It’s been a while since I’ve posted an app review. That’s because I’ve better things to do with my time than play around with apps. Let’s face it, most of them are just excuses for badly coded websites, which don’t serve up a mobile version automatically, like this blog does. For example, Sussex Police. They tell me that they have realised their mistake and are now planning on coding a mobile version of their site. What is their problem? Their website is shit. It contains police blogs which make no attempt to join the rest of the blogosphere. Anyone could make a better version of their entire site in a day, using WordPress. They’ve been told but they don’t want to know. Presumably, they’d rather waste money on web developers than catching criminals.
Of course, Iphones refuse to let you see anything in Flash, so if you’ve got one of those you cannot see much of the web and need a different app for a vast number of websites. If you’re an Android user, you can just surf the web unhindered but there are still functions which require a specialist app because they involve data sets not easily available on the web.
The one app I did get recently is Weatherbomb. You specify your location, download data packs for various types of information and then ‘refresh’ the data set. It’s gorgeous to look at. Here’s the instructions on how to use it.

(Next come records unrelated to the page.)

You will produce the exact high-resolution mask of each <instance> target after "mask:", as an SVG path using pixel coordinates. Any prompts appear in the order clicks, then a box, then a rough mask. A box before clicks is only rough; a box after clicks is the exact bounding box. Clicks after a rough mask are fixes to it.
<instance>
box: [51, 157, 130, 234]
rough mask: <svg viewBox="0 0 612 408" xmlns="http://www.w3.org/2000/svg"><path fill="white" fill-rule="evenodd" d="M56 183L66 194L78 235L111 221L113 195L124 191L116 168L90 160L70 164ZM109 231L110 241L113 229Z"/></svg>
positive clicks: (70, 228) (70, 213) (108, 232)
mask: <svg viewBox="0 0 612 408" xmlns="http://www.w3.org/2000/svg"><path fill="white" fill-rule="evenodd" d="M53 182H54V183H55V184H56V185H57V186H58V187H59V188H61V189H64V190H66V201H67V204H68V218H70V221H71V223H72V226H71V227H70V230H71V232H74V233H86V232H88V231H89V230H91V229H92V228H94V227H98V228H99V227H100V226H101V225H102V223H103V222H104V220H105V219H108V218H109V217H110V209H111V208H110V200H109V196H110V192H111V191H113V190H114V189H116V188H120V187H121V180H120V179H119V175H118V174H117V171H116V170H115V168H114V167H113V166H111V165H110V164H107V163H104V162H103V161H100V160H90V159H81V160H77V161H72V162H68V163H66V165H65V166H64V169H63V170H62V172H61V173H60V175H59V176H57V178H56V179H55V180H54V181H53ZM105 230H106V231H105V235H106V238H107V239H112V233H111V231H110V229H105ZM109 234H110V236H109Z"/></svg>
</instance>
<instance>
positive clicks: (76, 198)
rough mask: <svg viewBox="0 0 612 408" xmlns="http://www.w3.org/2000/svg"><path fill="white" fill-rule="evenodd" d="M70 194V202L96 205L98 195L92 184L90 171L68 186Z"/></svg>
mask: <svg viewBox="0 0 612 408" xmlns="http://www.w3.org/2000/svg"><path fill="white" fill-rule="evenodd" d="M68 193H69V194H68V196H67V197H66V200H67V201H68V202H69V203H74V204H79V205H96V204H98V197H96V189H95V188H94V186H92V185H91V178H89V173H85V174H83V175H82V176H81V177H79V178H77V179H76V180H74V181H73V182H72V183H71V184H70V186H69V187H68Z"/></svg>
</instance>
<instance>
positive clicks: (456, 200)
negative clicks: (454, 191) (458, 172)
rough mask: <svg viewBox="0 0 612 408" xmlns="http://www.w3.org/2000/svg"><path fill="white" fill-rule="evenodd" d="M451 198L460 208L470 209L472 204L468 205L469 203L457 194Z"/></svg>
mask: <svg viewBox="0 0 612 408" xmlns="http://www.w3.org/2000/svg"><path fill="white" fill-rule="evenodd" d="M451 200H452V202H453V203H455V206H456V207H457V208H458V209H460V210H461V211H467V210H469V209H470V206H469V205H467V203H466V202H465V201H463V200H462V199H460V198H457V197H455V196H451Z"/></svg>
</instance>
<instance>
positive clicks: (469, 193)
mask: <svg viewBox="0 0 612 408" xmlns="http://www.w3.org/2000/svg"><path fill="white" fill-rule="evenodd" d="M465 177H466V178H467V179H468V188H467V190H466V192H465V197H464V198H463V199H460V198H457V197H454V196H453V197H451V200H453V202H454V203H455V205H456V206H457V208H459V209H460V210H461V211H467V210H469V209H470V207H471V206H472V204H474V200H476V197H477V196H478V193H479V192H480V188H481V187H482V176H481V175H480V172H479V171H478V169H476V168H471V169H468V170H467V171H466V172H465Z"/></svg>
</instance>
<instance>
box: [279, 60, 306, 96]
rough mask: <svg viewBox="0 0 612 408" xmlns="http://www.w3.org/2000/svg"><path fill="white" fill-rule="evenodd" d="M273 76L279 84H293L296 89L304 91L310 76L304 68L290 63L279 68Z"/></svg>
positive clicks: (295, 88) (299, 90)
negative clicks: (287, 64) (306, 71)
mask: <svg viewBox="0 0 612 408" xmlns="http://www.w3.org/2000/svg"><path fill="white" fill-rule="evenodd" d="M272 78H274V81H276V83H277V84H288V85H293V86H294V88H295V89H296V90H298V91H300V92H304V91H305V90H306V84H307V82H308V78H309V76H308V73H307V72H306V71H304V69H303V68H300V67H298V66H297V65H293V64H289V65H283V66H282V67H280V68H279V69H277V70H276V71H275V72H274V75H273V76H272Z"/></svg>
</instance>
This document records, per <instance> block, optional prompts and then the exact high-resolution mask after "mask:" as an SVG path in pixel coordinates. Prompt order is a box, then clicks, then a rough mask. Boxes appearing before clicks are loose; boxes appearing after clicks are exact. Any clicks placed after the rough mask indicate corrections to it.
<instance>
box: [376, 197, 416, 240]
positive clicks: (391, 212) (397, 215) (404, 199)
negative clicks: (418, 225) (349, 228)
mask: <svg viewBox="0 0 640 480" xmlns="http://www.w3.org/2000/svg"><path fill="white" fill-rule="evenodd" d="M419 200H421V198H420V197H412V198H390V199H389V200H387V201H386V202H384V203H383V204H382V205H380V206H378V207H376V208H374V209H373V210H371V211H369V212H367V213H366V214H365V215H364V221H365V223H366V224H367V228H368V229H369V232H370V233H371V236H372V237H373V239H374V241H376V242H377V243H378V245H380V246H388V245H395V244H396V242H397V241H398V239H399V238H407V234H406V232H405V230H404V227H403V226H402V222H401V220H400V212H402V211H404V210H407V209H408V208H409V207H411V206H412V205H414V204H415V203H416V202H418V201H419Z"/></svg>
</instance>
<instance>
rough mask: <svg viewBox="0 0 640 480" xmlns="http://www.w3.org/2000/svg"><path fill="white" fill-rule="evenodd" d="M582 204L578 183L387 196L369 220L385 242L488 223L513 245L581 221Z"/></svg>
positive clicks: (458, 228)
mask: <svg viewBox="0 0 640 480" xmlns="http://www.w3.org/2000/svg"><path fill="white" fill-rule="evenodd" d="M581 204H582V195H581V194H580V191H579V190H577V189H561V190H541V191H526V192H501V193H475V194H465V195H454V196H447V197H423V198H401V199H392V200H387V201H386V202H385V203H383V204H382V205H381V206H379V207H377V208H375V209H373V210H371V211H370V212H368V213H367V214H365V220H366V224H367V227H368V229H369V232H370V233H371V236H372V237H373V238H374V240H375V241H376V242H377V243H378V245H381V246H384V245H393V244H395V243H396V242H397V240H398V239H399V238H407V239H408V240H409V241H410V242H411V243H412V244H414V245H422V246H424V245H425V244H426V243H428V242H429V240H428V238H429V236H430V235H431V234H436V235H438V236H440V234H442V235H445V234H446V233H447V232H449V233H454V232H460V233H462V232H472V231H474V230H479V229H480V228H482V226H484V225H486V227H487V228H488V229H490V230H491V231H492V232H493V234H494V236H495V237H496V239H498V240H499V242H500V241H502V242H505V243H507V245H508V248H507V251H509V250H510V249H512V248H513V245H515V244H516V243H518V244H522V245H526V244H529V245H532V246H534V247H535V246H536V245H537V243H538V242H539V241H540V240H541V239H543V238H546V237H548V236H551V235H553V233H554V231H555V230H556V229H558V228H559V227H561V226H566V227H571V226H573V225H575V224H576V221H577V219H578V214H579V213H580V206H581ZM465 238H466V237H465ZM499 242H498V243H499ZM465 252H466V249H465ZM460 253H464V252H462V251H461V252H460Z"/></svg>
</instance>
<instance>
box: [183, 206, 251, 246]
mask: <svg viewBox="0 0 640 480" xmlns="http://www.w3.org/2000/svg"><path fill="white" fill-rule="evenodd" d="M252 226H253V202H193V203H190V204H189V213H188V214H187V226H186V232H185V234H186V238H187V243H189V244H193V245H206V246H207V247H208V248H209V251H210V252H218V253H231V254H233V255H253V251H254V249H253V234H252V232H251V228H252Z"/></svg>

Obviously, I’m not particularly interested in the weather in Auckland. I am interested in Brighton. Here’s the humidity map.
Rainfall is more important for the allotment gardener. I love the way the colour-coded rain intensity swirls around Europe. It feels like you’ve got a proper weather computer in your hand! Hang on a minute…
None of this is much use, unless you know which way the wind is blowing. This is dealt with by means of little arrows. Since the wind direction is so important, you can overlay the wind direction onto any of the other maps. The arrows also show wind intensity, which is measured in knots. Each dot behind the arrow represents 5 knots. It’s not so easy to see on the zoomed out map.
Pressure isn’t something I’m terribly interested in but here it is anyway.
Here’s what the clouds look like, with the wind arrows laid over the top.
Here’s the metric which the British are most obsessed with. With the winter we’re just emerging from, I’m getting a bit obsessed with it too.
Wave height is an unusual feature to see in a weather map. It’s handy for surfers or anyone who might go into or over the sea. Oddly, the zoomed out view makes it look like the South-West of England has been washed away, even by fairly small waves.
Finally, here’s the zoomed in version. This is as close as you can get.
Oddly, this app is said to be in beta. That’s a rather over used term these days. It even comes with a safety warning! Why is everyone so frightened of litigation? Who’s going to court saying, “I want money because I got wet when I didn’t think it was going to rain.”